Adding Fire to Outdoor Spaces – Fire Pits and Fireplaces

Spring is officially in the air! Once again, the promise of warmth entices us outside to feel fresh air on our skin and share time with friends and family. In honour of the season of growth and possibility, we offer some practical and design considerations for incorporating fire pits and free standing fireplaces into outdoor areas. Whether sea side, in a country garden or on a rooftop terrace there is no better way to add warmth, coziness and a natural gathering spot than with a fire pit or fireplace.

Incorporating a fire feature into an outdoor space is relatively straight forward but it is important to plan for it as early as possible in the process so that it meets the needs of the end user and the installation is as simple as possible.

FIRE PITS VS. FIREPLACES

Outdoor gas fire pits have evolved from campfires.They offer a safer, tidy alternative to wood-burning which is often too hot, messy and unpredictable, not to mention illegal in many locations.

Fire pits createspatial hubs, with furnishings radiating out from the central fire. Like campfires, they encourage gathering, and establish the center of a space. Fire pit conversations happen across the fire and this allows for total aesthetic immersion in the mesmerizing flames.

In concept, fire pits are quite simple: a container and a burner. The container is usually a vessel or table, of metal or concrete, that holds a stainless steel burner – the goal being to safely contain a fire in a weather-resistant enclosure. Outdoor fire pit burners are designed to create an aesthetically pleasing flame that produces a specified amount of heat (BTU’s or kW/hour) and will not be blown out by wind.

TECHNICAL REQUIREMENTS FOR A FIRE PIT:
  1. A stable level location that allows air to flow in through the base and water to flow out.
  2. A fuel source: natural gas, liquid propane or ethanol. Consider where the gas line can be run, if using gas bottles where they will be stored etc.
  3. A way of turning the fire on and off. This can either be a manual ignition which does not require an electrical connection or an electronic ignition which requires an electrical connection to the burner as well as a control method such as a wall switch, timer, remote controlled socket or smart home system. See our article on ignition systems here.
  4. Appropriate clearances to combustibles.

Look for fire pits certified to meet your local safety requirements that include features such as:

  1. Measurable and consistent heat output.
  2. A stable vessel that will not tip.
  3. Flame sensor gas shut-off that prevents the hazard of unburnt gas being released into the air.
  4. Options for glass shield or metal screen options for highly windy situations or where safety requires them.

Freestanding outdoor fireplaces are modeled after their indoor counterparts but are made of materials and parts that are suited to being exposed to the elements. They can either be purchased as turn-key objects that include the housing and the burner, such as our Kodo, or they can be bespoke designs that are built on site. From a functional perspective free-standing fireplaces operate the same way as fire pits and have the same safety features.

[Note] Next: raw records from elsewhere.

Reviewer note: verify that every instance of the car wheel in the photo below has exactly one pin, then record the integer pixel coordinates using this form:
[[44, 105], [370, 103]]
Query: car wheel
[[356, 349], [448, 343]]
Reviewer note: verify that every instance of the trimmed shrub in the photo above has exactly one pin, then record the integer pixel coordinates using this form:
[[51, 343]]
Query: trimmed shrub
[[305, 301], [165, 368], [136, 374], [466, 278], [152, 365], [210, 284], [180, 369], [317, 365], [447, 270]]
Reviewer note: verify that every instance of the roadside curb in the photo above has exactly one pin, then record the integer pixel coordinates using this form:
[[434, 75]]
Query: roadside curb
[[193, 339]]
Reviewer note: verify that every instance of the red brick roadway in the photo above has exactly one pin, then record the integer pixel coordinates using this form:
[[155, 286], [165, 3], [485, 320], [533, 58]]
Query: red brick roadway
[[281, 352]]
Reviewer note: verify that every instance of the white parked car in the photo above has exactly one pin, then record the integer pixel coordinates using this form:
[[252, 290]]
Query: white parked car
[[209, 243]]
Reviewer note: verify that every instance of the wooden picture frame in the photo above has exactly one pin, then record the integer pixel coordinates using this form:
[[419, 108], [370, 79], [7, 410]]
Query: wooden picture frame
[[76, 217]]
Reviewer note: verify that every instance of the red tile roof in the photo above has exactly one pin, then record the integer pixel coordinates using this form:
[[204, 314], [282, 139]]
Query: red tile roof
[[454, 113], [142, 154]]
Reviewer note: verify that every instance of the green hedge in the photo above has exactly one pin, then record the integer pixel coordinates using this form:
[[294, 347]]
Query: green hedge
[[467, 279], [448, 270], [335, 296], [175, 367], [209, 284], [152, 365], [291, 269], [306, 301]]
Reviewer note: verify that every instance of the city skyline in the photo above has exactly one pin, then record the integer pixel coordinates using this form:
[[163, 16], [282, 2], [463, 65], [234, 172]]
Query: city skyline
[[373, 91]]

Unlike fire pits, outdoor fireplaces are designed to define spaces by acting more as walls, and they can be used either on the perimeter of a space, or as dividers. Their warmth and ambiance is projected outwards in a planar fashion, one hundred and eighty degrees from their faces. As such, furniture is positioned much like it would be in a living room, either with the fireplace defining the central axis of the space or in a semi-circular fashion, with the fireplace at the centre. In either configuration, an outdoor fireplace provides vertical structure that creates a sense of enclosure and coziness.

Considerations when planning for an outdoor fireplace can be a bit more involved than with a fire pit: The verticality of the structure requires stabilising through bolting to a concrete pad or footings or affixing to an adjacent structure that is suitably sturdy. Technical requirements for outdoor fireplaces are much the same as for fire pits:

  1. A stable level location that allows air to flow in through the base and water to flow out.
  2. A fuel source: natural gas, liquid propane or ethanol. Consider where the gas line can be run, if using gas bottles where they will be stored etc.
  3. A way of turning the fire on and off. This can either be a manual ignition which does not require an electrical connection or an electronic ignition which requires an electrical connection to the burner as well as a control method such as a wall switch, timer, remote controlled socket or smart home system. See our article on ignition systems here.
  4. Appropriate clearances to combustibles.

As with fire pits, look for free-standing fireplaces or burners that are certified to meet your local safety requirements.

However you choose to incorporate fire into outdoor areas, remember that fire itself is a design element. Plan not just for how the fire pit or fireplace will look but for the functional and aesthetic impact that the flames will have on the space.

We love fire and believe that the simple presence of flickering flame enhances our experience of the outdoors. Flame on!